9. Learned CIT(A) held that the provisions of Section 40A(2)(b) are though not applicable, however, the sum of Rs. 1,20,000/- is disallowable on the ground that TDS have not been deducted on hire of the car which is in the nature of contractual payment. He, therefore, invoked the provisions of Section 40(a)(ia) and sustained the addition of Rs. 1,20,000/-. Learned AR reiterated the same submission and submitted that there was no such kind of contract with the partner.
10. After carefully considering the finding of the CIT(A) and the contentions put forth by both the parties, we find that payment of Rs. 1,20,000/- paid towards hiring of cars was within the terms of contract which again comes within the purview of “work in pursuance of a contract” as defined under Section 194(C). Since the payment is above Rs. 50,000/-, the assessee was liable to deduct the TDS. In the result, ground No.2 raised by the assessee is dismissed.
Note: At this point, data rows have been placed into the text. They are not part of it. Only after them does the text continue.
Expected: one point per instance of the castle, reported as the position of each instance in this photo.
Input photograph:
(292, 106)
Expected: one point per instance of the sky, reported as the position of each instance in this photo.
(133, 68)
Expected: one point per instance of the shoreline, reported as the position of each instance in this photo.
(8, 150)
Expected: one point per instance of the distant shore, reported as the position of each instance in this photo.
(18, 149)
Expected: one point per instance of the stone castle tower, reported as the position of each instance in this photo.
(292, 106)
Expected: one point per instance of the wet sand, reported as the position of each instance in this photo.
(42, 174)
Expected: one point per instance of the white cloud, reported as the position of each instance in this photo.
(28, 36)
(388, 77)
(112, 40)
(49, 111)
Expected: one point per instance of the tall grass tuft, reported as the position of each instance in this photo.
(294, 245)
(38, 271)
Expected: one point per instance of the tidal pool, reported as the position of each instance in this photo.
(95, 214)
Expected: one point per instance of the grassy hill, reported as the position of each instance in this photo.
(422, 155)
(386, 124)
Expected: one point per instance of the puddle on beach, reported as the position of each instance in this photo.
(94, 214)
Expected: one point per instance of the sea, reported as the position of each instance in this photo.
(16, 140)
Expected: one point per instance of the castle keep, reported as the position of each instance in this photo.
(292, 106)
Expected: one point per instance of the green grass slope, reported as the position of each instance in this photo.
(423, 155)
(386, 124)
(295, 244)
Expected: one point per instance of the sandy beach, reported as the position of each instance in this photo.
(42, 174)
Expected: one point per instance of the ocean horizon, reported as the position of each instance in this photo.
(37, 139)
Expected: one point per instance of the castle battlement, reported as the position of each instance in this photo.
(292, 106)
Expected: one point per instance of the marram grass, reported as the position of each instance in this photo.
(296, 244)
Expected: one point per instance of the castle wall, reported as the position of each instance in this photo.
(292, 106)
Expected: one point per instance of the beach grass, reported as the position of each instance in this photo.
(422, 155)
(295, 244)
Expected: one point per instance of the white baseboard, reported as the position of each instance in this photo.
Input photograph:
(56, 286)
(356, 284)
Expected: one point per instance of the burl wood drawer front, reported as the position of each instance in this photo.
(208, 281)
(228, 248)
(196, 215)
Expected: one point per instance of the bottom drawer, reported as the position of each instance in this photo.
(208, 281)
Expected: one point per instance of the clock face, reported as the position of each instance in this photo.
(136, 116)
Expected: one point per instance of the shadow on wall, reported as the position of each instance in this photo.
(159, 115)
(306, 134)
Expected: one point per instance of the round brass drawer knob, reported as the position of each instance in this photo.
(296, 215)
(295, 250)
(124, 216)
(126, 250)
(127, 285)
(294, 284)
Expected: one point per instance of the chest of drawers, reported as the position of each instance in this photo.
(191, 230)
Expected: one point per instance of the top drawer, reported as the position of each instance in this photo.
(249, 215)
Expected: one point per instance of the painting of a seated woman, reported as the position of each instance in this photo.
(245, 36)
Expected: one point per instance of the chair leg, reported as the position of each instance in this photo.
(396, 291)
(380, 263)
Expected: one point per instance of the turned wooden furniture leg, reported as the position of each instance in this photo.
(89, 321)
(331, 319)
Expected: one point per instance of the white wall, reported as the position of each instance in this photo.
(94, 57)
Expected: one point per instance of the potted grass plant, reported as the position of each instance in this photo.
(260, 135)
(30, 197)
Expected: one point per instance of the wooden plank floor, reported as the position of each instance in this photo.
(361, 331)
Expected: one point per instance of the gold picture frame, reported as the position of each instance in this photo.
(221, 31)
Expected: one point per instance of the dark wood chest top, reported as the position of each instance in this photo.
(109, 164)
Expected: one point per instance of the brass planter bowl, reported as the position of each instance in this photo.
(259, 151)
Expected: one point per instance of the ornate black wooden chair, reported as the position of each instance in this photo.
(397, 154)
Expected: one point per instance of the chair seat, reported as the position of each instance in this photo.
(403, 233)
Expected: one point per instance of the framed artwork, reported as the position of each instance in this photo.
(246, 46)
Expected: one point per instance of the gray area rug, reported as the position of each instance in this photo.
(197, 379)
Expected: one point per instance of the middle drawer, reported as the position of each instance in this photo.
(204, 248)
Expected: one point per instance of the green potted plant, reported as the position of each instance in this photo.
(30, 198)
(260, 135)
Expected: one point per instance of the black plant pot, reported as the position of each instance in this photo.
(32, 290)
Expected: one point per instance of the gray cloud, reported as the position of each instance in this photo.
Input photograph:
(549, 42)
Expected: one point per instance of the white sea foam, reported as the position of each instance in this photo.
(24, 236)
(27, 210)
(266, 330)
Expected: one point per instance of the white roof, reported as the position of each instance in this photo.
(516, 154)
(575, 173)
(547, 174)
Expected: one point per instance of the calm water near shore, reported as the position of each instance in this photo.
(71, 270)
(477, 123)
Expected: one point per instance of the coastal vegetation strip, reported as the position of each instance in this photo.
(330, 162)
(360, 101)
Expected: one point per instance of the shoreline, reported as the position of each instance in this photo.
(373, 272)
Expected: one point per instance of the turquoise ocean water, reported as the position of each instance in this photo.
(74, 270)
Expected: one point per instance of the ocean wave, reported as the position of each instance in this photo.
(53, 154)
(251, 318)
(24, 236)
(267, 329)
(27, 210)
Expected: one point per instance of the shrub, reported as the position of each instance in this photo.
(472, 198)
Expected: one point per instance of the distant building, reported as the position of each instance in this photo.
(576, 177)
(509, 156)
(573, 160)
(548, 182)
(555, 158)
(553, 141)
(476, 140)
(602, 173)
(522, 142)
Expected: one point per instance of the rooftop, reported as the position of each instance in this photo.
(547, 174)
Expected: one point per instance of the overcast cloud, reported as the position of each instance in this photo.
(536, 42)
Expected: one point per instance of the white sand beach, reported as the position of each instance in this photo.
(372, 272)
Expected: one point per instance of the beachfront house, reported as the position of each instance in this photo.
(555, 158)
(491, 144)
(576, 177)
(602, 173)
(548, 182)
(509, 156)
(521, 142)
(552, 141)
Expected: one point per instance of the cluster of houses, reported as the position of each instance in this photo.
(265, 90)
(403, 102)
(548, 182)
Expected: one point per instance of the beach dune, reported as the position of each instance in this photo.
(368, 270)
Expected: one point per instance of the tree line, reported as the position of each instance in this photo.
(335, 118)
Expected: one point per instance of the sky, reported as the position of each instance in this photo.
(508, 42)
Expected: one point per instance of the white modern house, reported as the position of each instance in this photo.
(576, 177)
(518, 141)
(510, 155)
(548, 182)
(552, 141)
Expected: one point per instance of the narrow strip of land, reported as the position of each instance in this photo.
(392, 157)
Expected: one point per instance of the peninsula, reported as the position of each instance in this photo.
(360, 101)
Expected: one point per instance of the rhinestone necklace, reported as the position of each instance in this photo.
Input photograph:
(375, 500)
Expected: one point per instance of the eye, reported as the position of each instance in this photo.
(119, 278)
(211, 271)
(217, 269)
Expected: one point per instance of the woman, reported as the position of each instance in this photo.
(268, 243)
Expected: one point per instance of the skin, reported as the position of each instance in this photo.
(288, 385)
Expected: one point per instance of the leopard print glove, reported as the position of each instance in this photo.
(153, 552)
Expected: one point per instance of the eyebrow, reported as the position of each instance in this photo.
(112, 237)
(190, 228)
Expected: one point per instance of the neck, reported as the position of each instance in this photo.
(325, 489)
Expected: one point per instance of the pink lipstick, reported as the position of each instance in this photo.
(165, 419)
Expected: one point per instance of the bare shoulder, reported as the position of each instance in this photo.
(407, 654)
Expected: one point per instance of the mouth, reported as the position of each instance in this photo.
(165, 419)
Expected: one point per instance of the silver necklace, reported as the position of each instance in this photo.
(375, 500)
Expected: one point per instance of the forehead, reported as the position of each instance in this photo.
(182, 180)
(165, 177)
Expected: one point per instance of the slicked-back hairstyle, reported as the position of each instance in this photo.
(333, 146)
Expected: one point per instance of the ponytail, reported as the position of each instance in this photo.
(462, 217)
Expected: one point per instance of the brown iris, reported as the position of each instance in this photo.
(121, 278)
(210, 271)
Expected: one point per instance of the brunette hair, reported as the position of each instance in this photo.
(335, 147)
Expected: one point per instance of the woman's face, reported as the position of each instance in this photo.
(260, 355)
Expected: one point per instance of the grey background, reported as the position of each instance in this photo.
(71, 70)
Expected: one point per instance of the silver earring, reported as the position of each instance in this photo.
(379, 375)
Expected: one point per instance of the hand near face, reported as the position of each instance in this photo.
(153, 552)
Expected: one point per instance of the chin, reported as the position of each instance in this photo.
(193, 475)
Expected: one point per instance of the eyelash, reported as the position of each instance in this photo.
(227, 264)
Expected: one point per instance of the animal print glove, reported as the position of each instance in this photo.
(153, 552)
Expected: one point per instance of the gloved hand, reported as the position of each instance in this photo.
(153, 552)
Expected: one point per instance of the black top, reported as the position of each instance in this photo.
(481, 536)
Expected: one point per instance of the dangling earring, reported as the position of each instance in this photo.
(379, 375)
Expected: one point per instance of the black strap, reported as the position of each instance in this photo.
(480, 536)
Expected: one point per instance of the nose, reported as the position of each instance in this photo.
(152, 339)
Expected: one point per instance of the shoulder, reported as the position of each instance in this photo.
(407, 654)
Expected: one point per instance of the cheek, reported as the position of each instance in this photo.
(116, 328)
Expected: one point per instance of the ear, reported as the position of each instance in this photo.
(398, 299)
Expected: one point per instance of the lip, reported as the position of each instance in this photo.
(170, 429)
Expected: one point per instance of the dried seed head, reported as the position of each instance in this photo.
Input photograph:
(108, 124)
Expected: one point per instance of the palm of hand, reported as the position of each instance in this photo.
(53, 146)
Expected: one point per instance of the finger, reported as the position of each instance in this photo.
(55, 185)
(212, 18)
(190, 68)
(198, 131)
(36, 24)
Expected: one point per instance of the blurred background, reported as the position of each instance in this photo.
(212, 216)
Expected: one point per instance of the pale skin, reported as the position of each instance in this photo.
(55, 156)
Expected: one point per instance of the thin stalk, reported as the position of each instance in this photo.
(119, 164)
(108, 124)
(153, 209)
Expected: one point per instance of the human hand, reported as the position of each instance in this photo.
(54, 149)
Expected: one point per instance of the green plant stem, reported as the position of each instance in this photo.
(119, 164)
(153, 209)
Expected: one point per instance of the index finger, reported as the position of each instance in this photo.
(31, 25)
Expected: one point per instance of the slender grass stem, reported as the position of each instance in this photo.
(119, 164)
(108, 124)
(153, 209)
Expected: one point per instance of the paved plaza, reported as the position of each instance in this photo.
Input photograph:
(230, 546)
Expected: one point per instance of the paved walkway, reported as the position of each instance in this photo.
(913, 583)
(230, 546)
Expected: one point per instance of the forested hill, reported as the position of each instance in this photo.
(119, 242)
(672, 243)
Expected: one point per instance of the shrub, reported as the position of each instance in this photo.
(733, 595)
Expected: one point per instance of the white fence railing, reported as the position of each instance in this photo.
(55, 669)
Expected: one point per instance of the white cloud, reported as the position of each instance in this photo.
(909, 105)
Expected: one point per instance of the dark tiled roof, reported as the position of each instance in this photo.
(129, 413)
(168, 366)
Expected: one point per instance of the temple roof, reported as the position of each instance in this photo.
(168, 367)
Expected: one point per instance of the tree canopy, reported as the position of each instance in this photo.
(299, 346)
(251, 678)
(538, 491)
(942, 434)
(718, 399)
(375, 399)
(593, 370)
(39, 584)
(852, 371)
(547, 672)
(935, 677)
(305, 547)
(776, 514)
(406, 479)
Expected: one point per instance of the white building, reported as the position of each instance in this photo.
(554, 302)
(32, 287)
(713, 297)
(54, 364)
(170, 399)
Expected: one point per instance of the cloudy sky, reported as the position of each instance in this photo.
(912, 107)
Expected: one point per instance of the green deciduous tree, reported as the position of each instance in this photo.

11. In ground No.3, the assessee has challenged the addition of Rs. 3,60,000/- made under Section 68. The Assessing Officer had noted that sum of Rs. 13,44,001/- was deposited in the bank account of the assessee by way of cash. It was explained before the Assessing Officer that all the deposits have been made out of cash withdrawn from the cash book. However, the Assessing Officer found that the following cash entries are not reflected in the cash book :
and accordingly, he added the same as unexplained cash credit under Section 68. Learned CIT(A) too has confirmed the said addition.
12. Learned AR submitted that this amount of cash has been shown as withdrawn on 29-5-2004 from the cash book and was deposited on 8-6-2004. The other sum of Rs. 30,000/- was deposited in the bank account on 14-5-2005 by M/s Omkar International directly into the bank account, which is evident from copy the account of the said party, placed in the paper book. Learned DR relied upon the findings of the CIT(A) and the Assessing Officer.
13. We have carefully considered the submissions of the parties and also perused the findings given in the impugned orders. From the perusal of the record, it is seen that Rs. 3,33,000/- has been withdrawn from the cash book on 29-5-2004 and the same has been deposited in the bank account on 18-6-2004. Thus, there is a direct nexus between the withdrawals from the cash book and the deposits made in the bank account. Similarly, sum of Rs. 30,000/- is also verifiable from the account of M/s Omkar International, which was deposited in the bank account directly. Thus, the sums deposited in the bank account and its source thereof are clearly explainable and the addition made u/s.68 are deleted and the findings of the CIT(A) on this score is set aside.
14. In the result, the appeal filed by the assessee is partly allowed.